Suspeito dos atentados de Paris fica em silêncio diante de juiz

Paris, 8 Set 2016 (AFP) - O único sobrevivente do grupo que cometeu os atentados de 13 de novembro de 2015 em Paris, Salah Abdeslam, "exerceu seu direito ao silêncio" diante do juiz nesta quinta-feira, afirmou o advogado Frank Berton.

"Pela terceira vez exerceu seu direito ao silêncio durante o interrogatório, que durou quase uma hora e meia", disse o advogado francês.

Desde que foi transferido da Bélgica para a França em 27 de abril, o suspeito chave dos atentados de Paris, que deixaram 130 mortos, permanece calado.
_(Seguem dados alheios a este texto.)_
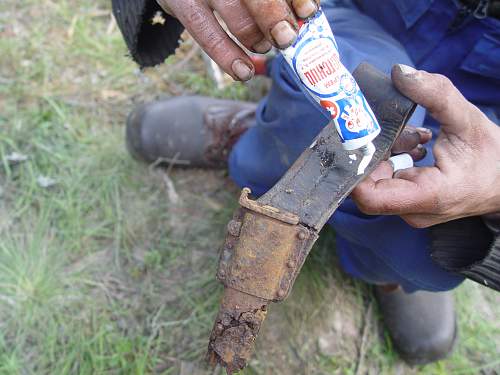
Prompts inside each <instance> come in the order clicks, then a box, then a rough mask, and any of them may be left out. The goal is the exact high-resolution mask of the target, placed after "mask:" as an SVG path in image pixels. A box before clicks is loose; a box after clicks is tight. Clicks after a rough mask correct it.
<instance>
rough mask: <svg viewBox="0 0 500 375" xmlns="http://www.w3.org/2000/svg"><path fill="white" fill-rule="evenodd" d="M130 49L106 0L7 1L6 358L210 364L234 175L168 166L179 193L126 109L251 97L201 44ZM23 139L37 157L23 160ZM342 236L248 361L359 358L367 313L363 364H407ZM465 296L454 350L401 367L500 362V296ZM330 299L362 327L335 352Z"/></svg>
mask: <svg viewBox="0 0 500 375" xmlns="http://www.w3.org/2000/svg"><path fill="white" fill-rule="evenodd" d="M191 48H193V47H192V43H191V44H190V43H189V42H188V43H187V44H186V45H185V46H184V47H183V50H182V51H181V55H182V54H184V55H185V54H186V53H187V52H188V51H189V50H190V49H191ZM125 55H126V49H125V46H124V44H123V41H122V39H121V36H120V34H119V32H118V30H117V29H116V26H113V24H112V23H111V18H110V13H109V4H108V2H107V1H104V0H100V1H97V2H78V1H74V0H73V1H71V0H52V1H51V0H38V1H34V0H25V1H22V2H18V1H14V0H5V1H3V2H1V3H0V374H9V375H10V374H23V375H24V374H179V373H181V374H183V375H184V374H192V373H196V374H198V373H200V374H205V373H207V374H209V373H211V371H209V370H207V369H206V367H205V365H204V361H203V356H204V352H205V348H206V344H207V337H208V334H209V331H210V329H211V325H212V323H213V318H214V316H215V314H216V311H217V308H218V301H219V296H220V293H221V289H222V288H221V286H220V285H219V284H218V283H217V282H216V281H215V280H214V274H215V268H216V258H217V248H218V246H219V244H220V241H221V239H222V237H223V233H224V228H225V224H226V222H227V220H228V219H229V217H230V216H231V213H232V210H233V208H234V207H235V205H236V197H235V194H234V188H232V187H230V185H229V184H228V182H227V180H226V179H225V176H224V174H223V173H219V172H216V173H215V172H199V171H196V172H189V171H184V172H182V171H181V172H174V173H173V174H172V178H173V180H174V182H175V186H176V187H177V190H178V192H179V194H180V197H181V202H180V203H175V204H174V203H171V202H169V200H168V195H167V193H166V191H165V186H164V182H163V177H164V176H163V175H162V173H164V172H160V171H153V170H150V169H148V168H147V167H145V166H143V165H140V164H138V163H136V162H134V161H133V160H131V158H130V157H129V156H128V154H127V152H126V150H125V147H124V142H123V130H124V129H123V124H124V121H125V118H126V115H127V113H128V112H129V111H130V109H131V108H132V107H133V105H134V103H136V102H139V101H143V100H148V99H151V98H153V97H155V96H156V95H162V94H167V95H174V94H179V93H200V94H215V95H216V96H219V97H226V98H242V99H245V98H248V97H251V96H252V95H251V93H250V92H249V90H247V88H246V87H245V86H243V85H240V84H238V85H236V84H235V85H232V86H230V87H228V88H227V89H225V90H217V89H216V88H215V86H214V84H213V83H212V82H211V81H210V80H209V79H208V78H207V77H206V75H204V74H203V73H202V72H203V65H202V62H201V59H200V58H199V57H195V58H193V59H191V60H189V61H187V62H185V63H183V65H182V67H181V68H182V69H179V72H176V73H172V72H171V71H170V70H169V66H172V65H173V64H178V63H179V61H182V56H181V57H179V58H171V59H169V61H168V62H167V64H166V65H165V66H163V67H161V68H158V69H153V70H151V71H148V72H145V73H142V72H139V71H138V70H137V68H136V66H135V65H134V64H133V63H132V62H131V61H130V60H129V59H128V58H127V57H126V56H125ZM13 152H17V153H19V154H22V155H26V156H27V157H28V159H27V160H26V161H24V162H21V163H19V164H15V165H14V164H12V163H11V162H9V160H8V157H9V155H12V153H13ZM40 177H48V178H51V179H53V180H54V181H55V184H54V185H53V186H51V187H46V188H44V187H42V186H40V184H39V178H40ZM228 186H229V187H230V188H229V189H226V187H228ZM334 246H335V243H334V236H333V235H332V234H331V233H329V232H327V233H325V235H324V236H323V238H322V240H321V243H320V244H319V245H318V246H317V247H316V250H315V251H314V253H313V254H312V256H311V258H310V259H309V261H308V262H307V264H306V266H305V268H304V271H303V272H302V274H301V275H300V277H299V280H298V282H297V285H296V288H295V290H294V293H293V295H292V297H291V298H290V299H289V300H288V301H287V302H286V303H284V304H282V305H278V306H273V307H272V309H271V314H270V317H269V321H268V322H267V324H266V325H265V328H264V329H263V332H262V337H261V339H260V340H259V342H258V351H257V354H256V356H255V359H254V360H253V361H252V362H251V366H250V368H249V369H248V370H247V371H245V373H246V374H289V373H307V374H354V373H356V369H358V367H359V363H360V358H359V353H358V350H357V349H358V348H359V345H360V344H361V336H362V335H361V333H362V332H363V328H364V326H365V324H366V323H367V322H368V323H369V325H370V329H368V330H366V332H367V335H366V337H365V338H364V340H365V342H366V352H365V356H364V358H363V359H362V362H363V366H364V367H363V369H364V370H366V371H365V372H367V371H370V373H384V374H391V373H394V372H395V371H396V370H397V369H398V368H399V369H400V368H401V366H403V365H401V363H400V361H399V360H398V357H397V355H396V354H395V353H394V351H393V350H392V348H391V345H390V341H389V340H387V339H386V336H385V333H384V330H383V327H382V326H381V325H380V323H379V320H378V316H377V313H376V308H373V298H372V297H371V294H370V291H369V289H368V288H367V287H366V286H363V285H362V284H360V283H357V282H354V281H352V280H350V279H348V278H346V277H345V276H343V275H342V274H341V273H340V272H339V271H338V268H337V267H336V260H335V256H334V252H333V251H332V249H333V248H334ZM457 299H458V316H459V322H460V342H459V345H458V347H457V350H456V351H455V354H454V355H453V356H452V357H451V358H450V359H449V360H447V361H443V362H441V363H438V364H436V365H432V366H428V367H426V368H422V369H413V370H410V369H408V368H406V367H403V371H404V373H407V372H410V373H421V374H448V373H456V374H476V373H480V371H481V370H484V371H485V373H487V371H490V370H491V371H492V370H494V369H497V370H498V369H500V363H499V358H500V356H499V349H498V347H499V335H500V326H499V323H498V318H497V317H498V316H499V314H500V309H499V303H498V302H500V301H499V298H498V296H497V295H495V294H494V293H493V292H489V291H487V290H485V289H483V288H481V287H479V286H476V285H473V284H472V283H466V284H465V285H464V286H463V287H461V288H460V290H459V291H458V293H457ZM369 306H372V309H373V311H374V313H373V314H366V311H367V309H368V307H369ZM336 311H337V312H338V311H341V312H342V314H341V317H342V318H343V319H344V320H345V322H350V323H349V324H351V325H352V329H354V330H355V332H354V333H355V335H354V336H352V335H351V336H349V335H346V336H342V337H341V336H339V342H340V341H341V342H342V344H343V346H342V348H340V349H339V352H338V354H337V355H328V354H325V353H322V352H321V351H319V350H318V345H317V337H318V336H321V335H322V334H324V333H325V332H327V331H328V330H331V329H332V327H331V326H332V325H331V321H332V316H333V315H334V314H335V312H336ZM344 317H345V318H344ZM346 324H347V323H346ZM351 333H352V332H351ZM344 344H345V345H344ZM193 366H194V367H193ZM398 366H399V367H398ZM361 373H363V372H361Z"/></svg>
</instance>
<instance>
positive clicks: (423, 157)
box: [417, 145, 427, 159]
mask: <svg viewBox="0 0 500 375" xmlns="http://www.w3.org/2000/svg"><path fill="white" fill-rule="evenodd" d="M417 150H418V152H419V153H420V157H421V158H422V159H423V158H425V156H426V155H427V149H426V148H425V147H424V146H423V145H418V146H417Z"/></svg>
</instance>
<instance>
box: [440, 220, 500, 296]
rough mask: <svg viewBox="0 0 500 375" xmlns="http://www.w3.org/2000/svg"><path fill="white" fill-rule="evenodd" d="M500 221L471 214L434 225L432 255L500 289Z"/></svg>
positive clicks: (465, 273) (496, 289)
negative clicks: (438, 224) (460, 219)
mask: <svg viewBox="0 0 500 375" xmlns="http://www.w3.org/2000/svg"><path fill="white" fill-rule="evenodd" d="M499 229H500V220H498V219H496V220H490V219H487V218H480V217H472V218H466V219H461V220H456V221H452V222H449V223H445V224H441V225H437V226H435V227H433V228H431V246H432V258H433V259H434V261H435V262H436V263H437V264H438V265H440V266H441V267H442V268H444V269H446V270H447V271H450V272H454V273H459V274H461V275H463V276H465V277H467V278H469V279H471V280H474V281H476V282H478V283H480V284H482V285H485V286H487V287H489V288H492V289H495V290H497V291H500V231H499Z"/></svg>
Em julho, Abdeslam se recusou inclusive a ser retirado da cela da prisão de Fleury-Mérogis, ao sul de Paris, para o interrogatório.

"Este direito pertence a ele, é incontestável", explicou o advogado.

"Temos a esperança de que um dia Salah Abdeslam responda as perguntas do juiz, mas não é para hoje".

De acordo com o advogado, o juiz de instrução certamente convocará outra audiência.

A Promotoria de Paris confirmou à AFP que Salah Abdeslam permaneceu em silêncio após as perguntas do magistrado.

Frank Berton disse mais uma vez que a vigilância de vídeo permanente a que está submetido o detento explica "evidentemente" seu mutismo.

Para evitar qualquer tentativa de fuga ou suicídio, Abdeslam, que se encontra em regime de isolamento, é filmado por duas câmeras em sua cela e por outras quando se exercita no ginásio ou durante as caminhadas.

No final de julho, o Conselho de Estado, principal tribunal administrativo da França, considerou que o dispositivo não era desproporcional pelo "caráter excepcional dos atos terroristas" pelos quais Abdeslam foi acusado.

O papel exato de Abdeslam durante os atentados não foi determinado, mas ele foi acusado de ter acompanhado os três homens-bomba que detonaram explosivos perto do Stade de France, ao norte da capital.

Ligado ao belga Abdelhamid Abaaoud, suposto cérebro dos ataques, aparentemente também teve um papel logístico e alugou veículos e apartamentos que serviram de esconderijo na área metropolitana de Paris. Os investigadores também suspeitam que ele ajudou no deslocamento de extremistas pela Europa.